Google (GOOGL) Unveils Gemini Robotics On-Device AI Model for...
Google (GOOGL, Financial) has recently launched the Gemini Robotics On-Device, a cutting-edge AI language model specifically designed to function without an internet connection on robotic devices. This innovative model is an extension of the previously released Gemini Robotics cloud version and is aimed at enhancing the control and responsiveness of robots.
Enhanced Human-Machine Interaction
Developers now have the ability to utilize natural language prompts to fine-tune the Gemini Robotics On-Device model, thereby improving the efficiency of human-machine interactions across a wide range of applications. In internal evaluations, this on-device model has demonstrated performance comparable to its cloud-based counterpart, showcasing superiority in various standard benchmarks when compared to other local AI language models.

Demonstrated Capabilities
Live demonstrations have illustrated robots equipped with the Gemini Robotics On-Device model successfully accomplishing tasks such as unzipping a backpack and folding clothes. Originally developed for ALOHA robots, this model has been adapted for use with other robotic platforms, including the Franka FR3 dual-arm robot and Apptronik's Apollo humanoid robot.
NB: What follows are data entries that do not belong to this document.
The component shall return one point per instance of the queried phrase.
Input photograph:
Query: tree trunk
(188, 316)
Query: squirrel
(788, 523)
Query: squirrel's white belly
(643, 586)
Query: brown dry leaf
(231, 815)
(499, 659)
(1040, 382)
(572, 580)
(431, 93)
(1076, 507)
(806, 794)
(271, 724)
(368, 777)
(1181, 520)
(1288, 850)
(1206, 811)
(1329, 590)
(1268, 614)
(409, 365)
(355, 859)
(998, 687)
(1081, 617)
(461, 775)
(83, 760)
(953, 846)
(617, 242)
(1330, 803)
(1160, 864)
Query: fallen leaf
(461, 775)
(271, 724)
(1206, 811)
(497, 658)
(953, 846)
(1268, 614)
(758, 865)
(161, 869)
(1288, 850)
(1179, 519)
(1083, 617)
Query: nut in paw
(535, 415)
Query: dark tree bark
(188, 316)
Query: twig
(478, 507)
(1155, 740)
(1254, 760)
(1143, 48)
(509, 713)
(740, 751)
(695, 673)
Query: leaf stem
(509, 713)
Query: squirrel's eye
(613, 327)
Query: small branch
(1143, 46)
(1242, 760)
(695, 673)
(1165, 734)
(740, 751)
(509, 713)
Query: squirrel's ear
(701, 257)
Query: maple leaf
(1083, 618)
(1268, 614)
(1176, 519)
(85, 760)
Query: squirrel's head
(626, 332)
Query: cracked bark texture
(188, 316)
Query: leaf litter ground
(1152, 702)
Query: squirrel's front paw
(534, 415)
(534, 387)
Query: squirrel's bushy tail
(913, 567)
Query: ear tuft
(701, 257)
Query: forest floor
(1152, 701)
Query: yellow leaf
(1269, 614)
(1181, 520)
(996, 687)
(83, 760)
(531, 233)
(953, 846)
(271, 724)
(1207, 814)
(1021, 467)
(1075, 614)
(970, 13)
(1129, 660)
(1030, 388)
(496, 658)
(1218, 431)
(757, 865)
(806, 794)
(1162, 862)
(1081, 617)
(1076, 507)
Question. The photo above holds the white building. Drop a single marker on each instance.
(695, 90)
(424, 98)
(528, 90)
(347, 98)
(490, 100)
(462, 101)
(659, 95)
The Franka FR3 robot, in particular, has exhibited remarkable adaptability in unfamiliar environments, excelling in tasks such as assembling operations on industrial conveyor belts.
Supporting Developers
To facilitate developers in their endeavors, Google DeepMind has introduced the Gemini Robotics SDK. This software development kit enables developers to train robots in new tasks using 50-100 demonstration operations within the MuJoCo simulator, significantly accelerating the training and deployment processes.

Other prominent tech companies such as NVIDIA (NVDA) and Hugging Face are also actively integrating AI models with robotics. NVIDIA is focused on creating a foundational model platform for humanoid robots, while Hugging Face is dedicated to developing open-source language models and datasets for robotics applications.